Our choice in lodging is definitely campgrounds; we save money and enjoy being immersed in nature. We started out as tent campers, but quickly moved on to a pop-up camper and then a pull-behind trailer.
There are many options to consider such as private campgrounds versus state or national parks. With national park campgrounds, we love being close to trails and the feeling of being a part of our nation’s iconic landmarks. Sometimes this means choosing location over luxury as many national parks do not have amenities like hot showers and flush toilets.
For example, we stayed at South Campground in Zion National Park for $20 a night. We didn’t shower for three days, but we woke up daily to majestic mountain views and drank our morning coffee along the banks of the Virgin River.
In general, national parks open the reservation window for their campgrounds six months in advance. However, there are some exceptions and it’s worthwhile to look at all the reservation rules.
Taking a chance
Most state and national campgrounds will have some designated camping sites that are non-reservable. They are generally filled on a first-come basis.
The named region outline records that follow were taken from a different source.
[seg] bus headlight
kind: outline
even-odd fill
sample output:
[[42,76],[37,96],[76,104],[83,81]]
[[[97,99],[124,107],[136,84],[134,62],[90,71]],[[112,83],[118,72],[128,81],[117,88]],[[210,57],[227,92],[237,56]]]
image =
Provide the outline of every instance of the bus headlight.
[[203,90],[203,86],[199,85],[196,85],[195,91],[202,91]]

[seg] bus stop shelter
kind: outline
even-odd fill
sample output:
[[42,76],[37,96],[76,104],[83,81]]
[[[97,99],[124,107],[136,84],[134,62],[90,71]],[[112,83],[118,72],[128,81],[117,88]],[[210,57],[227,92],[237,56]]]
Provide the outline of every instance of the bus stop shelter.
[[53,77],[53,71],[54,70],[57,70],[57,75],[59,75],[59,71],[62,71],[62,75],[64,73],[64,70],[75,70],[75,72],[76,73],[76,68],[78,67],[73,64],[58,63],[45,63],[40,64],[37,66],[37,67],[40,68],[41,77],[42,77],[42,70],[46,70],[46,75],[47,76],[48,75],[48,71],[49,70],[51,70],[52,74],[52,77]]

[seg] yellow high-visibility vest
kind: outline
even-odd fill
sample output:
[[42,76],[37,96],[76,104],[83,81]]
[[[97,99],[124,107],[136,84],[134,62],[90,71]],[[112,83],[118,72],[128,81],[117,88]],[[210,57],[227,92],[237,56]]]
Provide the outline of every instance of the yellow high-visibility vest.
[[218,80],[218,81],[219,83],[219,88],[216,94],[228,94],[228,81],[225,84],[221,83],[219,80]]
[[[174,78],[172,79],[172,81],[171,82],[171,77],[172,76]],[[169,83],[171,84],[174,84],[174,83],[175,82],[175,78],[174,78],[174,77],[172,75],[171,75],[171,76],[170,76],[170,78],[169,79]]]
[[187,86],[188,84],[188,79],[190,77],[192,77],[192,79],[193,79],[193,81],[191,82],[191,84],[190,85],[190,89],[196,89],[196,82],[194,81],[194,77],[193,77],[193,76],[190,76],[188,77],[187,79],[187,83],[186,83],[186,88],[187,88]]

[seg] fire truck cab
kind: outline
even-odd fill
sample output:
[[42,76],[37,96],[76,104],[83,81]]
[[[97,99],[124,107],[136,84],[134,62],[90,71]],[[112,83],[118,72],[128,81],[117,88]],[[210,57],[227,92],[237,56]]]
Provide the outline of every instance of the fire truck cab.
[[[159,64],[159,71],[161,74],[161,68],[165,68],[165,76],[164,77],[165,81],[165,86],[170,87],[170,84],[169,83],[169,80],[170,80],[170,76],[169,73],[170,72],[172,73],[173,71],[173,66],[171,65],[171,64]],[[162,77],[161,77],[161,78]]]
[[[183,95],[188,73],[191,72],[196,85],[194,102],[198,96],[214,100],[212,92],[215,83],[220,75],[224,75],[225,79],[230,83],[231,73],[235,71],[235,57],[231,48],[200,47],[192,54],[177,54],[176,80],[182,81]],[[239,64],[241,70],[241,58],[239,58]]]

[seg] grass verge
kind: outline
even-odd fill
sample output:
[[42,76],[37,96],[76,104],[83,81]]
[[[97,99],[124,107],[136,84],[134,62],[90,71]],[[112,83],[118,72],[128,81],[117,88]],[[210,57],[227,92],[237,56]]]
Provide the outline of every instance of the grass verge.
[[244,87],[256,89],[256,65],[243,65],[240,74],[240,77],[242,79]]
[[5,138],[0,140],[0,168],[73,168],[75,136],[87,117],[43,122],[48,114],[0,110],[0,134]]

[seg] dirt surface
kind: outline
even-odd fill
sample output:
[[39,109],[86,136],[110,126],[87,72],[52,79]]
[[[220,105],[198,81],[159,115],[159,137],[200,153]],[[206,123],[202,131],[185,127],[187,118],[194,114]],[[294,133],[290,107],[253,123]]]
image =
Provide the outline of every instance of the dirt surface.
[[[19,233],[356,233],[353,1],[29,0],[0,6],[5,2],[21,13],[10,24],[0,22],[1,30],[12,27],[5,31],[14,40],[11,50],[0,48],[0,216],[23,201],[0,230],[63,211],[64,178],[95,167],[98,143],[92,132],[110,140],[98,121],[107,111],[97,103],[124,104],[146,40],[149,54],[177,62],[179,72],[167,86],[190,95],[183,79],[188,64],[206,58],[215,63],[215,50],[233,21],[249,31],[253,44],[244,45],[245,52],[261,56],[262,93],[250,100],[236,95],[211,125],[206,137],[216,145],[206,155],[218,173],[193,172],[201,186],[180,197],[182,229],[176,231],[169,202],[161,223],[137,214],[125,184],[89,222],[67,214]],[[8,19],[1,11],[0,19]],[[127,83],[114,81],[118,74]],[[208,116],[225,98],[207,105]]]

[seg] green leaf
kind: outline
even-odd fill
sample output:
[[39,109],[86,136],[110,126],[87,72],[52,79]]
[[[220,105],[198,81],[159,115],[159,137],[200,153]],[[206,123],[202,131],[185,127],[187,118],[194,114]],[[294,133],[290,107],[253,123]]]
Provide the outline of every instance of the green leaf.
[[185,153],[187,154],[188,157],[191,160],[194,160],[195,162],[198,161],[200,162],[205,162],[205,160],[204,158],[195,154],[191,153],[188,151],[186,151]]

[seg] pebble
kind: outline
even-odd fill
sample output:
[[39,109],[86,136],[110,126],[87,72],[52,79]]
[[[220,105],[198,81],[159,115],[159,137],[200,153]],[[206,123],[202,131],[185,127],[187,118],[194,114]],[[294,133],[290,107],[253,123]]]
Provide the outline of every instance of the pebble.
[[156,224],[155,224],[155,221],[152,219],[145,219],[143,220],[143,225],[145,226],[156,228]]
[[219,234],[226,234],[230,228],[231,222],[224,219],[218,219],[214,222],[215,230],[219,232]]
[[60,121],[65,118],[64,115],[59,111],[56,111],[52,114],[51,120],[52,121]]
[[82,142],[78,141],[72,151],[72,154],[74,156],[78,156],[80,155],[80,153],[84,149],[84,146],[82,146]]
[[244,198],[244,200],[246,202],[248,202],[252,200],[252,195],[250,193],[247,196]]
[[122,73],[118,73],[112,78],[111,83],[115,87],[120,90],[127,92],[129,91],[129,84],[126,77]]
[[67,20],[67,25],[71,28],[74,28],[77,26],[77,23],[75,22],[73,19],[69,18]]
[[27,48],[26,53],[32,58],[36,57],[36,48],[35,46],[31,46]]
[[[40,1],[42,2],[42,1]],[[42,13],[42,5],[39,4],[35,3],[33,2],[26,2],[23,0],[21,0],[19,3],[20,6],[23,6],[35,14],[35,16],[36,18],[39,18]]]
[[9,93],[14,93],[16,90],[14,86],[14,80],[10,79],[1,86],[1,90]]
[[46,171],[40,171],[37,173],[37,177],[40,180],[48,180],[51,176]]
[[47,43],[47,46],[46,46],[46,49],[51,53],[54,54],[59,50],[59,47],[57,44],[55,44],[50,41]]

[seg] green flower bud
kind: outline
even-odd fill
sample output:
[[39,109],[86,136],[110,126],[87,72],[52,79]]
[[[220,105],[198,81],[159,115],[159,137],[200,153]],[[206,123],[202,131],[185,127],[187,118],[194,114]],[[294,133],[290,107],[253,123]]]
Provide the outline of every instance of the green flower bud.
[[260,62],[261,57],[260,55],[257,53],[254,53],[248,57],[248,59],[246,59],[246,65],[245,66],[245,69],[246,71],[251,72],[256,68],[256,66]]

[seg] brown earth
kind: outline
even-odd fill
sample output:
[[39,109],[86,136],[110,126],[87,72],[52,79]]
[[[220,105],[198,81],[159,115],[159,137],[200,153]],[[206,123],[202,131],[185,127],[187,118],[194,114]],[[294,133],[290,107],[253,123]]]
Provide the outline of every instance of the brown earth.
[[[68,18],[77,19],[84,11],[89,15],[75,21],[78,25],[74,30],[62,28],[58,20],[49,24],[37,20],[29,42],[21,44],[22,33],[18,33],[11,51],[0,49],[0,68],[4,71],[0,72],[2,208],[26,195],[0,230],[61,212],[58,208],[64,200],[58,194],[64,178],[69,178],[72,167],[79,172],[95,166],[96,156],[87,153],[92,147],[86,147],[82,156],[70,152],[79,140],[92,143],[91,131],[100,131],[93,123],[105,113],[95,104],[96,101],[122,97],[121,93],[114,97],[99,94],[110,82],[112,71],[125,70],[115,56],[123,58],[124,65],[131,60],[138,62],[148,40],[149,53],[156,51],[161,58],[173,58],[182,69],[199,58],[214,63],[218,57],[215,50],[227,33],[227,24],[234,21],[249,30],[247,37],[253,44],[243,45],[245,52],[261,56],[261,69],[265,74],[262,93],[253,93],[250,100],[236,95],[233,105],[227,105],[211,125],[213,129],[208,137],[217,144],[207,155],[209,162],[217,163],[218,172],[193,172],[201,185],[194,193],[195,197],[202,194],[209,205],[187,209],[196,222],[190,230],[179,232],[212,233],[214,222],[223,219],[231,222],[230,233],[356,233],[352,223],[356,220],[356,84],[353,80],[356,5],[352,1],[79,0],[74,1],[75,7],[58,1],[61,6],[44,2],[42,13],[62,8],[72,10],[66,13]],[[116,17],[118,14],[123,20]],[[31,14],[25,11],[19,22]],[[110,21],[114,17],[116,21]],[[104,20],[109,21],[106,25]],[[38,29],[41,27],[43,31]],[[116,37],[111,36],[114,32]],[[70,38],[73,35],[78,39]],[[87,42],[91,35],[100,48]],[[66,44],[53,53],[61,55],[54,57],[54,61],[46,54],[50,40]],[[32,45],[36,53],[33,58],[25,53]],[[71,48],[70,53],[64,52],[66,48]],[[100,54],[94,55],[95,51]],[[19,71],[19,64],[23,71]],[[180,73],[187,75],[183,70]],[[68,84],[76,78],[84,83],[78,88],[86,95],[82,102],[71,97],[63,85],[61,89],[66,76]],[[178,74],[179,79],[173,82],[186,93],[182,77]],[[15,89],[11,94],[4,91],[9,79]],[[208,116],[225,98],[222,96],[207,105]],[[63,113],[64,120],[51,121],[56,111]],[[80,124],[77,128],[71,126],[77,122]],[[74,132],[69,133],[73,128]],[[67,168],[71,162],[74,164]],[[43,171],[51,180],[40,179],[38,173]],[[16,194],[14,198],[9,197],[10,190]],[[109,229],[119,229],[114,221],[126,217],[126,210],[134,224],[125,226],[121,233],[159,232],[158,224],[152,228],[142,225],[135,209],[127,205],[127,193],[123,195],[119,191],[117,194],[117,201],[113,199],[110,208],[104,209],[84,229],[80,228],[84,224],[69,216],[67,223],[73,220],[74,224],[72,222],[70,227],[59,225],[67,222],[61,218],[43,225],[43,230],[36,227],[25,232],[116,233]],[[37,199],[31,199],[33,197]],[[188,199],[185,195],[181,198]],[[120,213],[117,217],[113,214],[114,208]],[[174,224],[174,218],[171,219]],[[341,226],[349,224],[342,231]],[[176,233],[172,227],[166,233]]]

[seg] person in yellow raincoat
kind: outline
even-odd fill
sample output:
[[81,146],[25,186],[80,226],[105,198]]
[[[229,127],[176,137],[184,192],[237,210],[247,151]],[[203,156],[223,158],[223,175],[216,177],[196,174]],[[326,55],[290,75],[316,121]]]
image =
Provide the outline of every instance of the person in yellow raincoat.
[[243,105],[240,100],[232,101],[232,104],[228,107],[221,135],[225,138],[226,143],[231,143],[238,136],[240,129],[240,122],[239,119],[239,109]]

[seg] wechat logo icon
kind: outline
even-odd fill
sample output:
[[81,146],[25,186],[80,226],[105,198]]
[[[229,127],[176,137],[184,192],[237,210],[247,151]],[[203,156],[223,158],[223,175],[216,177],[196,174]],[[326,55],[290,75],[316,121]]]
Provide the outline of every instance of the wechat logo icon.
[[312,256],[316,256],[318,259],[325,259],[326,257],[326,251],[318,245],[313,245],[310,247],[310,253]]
My spontaneous husband likes this option, but I am more of a planner.
Also, it should be noted that we have attempted this once, and it ended with me simultaneously crying and praying at a gas station at one in the morning. I called the first campground listed in my google search and was surprised that not only did someone answer the phone, but they also had sites available.
It ended graciously well with a beautiful site along the Yellowstone River near a hot spring. He thinks this story supports his inclination to spontaneity, but I countered that sometimes divine intervention means 40 years of wandering. If we fail to plan, we plan to fail.
In this spirit of positivity, we take our first steps that lead to our next epic adventure.